Air Canada, the country’s flag carrier, was founded as a crown corporation in 1937. As part of its privatization in 1988, it’s required to follow the Official Languages Act, which recognizes French and English as official languages in Canada with equal status. It doesn’t require its chief executive to speak French, but it does oblige the airline to deliver services to the public in both languages.

In a 2016 report to Parliament, Graham Fraser, then the commissioner of official languages, said the airline has since the 1960s struggled to comply with the law; it’s “in a class of its own,” Fraser reported, in the number of complaints it generates each year and in the systemic issues that stymie progress.

Anxiety about the state of French runs deep in Quebec, a French-speaking province surrounded by otherwise English-speaking North America, particularly in its large cities and key cultural institutions.

Lawmakers debate whether shoppers should be greeted with “bonjour-hi.” When, in 2011, the Montreal Canadiens for the first time in decades named an interim head coach who did not speak French, there was uproar in the press and small protests outside the Bell Center.

Some Francophones expressed displeasure this year after Trudeau named Mary Simon as the country’s first Indigenous governor general. Simon, a former diplomat who speaks English and Inuktitut, said she planned to learn French. In the last quarter century, the governor general — the representative in Canada of Queen Elizabeth II, with official residences in Ottawa and Quebec City — have been bilingual in French and English.

For some, Cardinal said, Rousseau’s comments brought to mind the unhappy time before the Quiet Revolution — that period in the 1960s when Quebec unshackled itself from the stranglehold of the Catholic Church and Francophones sought to reassert themselves — when bosses spoke to their employees in English and barred them from speaking French.

French is the only official language of Quebec and Legault’s nationalist government has made its protection a top priority, most recently with a controversial and sweeping piece of legislation known as Bill 96.

Among its 200 articles, Bill 96 would amend Canada’s constitution to recognize Quebec as a nation. It would cap enrollment at English-language junior colleges, give government language inspectors enhanced investigatory powers and require businesses with 25 or more employees to make French the language of work — down from the current threshold of 50.
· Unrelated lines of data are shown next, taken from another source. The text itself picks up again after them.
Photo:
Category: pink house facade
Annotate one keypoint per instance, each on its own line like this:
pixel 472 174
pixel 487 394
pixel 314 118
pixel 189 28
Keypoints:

The bill, which is likely to pass the provincial legislature — the Assemblée nationale du Quebec — also invokes the notwithstanding clause of Canada’s constitution, which allows federal and provincial governments to override certain constitutional rights such as freedom of expression and religion to shield it from court challenges.

According to Statistics Canada, the share of the Canadian population whose mother tongue is French declined from nearly 30 percent in 1941 to about 21 percent in 2016.

Nearly 18 percent of people in Canada are bilingual in English and French, the agency said, but there is a “widening gap in the long term” between the rate of English-French bilingualism in Quebec, where it is rising, and in the other provinces, where it is stagnant or declining.

In Quebec, the proportion of people whose mother tongue is French has stayed nearly constant over the past century, from around 80 percent in 1901 to around 78 percent in 2016. But with more immigration, projections show it could drop to 70 percent by 2036. The percentage of people in the province who can speak French was 95 percent in 2016.

In public hearings this year on Bill 96, some witnesses said the law did not go far enough.

Louise Beaudoin, a former lawmaker with the sovereigntist Parti Québécois, said the minister responsible for the bill needed to have more “courage.” The bill, she said, could not be “moderate and reasonable” given “the state of French in Quebec.”

But others expressed concern that it would make the province less appealing for companies and workers in a world where English is the global language of business.

Michel Leblanc, head of the Chamber of Commerce of Metropolitan Montreal, told the minister responsible for the legislation that it was right to protect the French language. But, he added, “Businesses are scared.”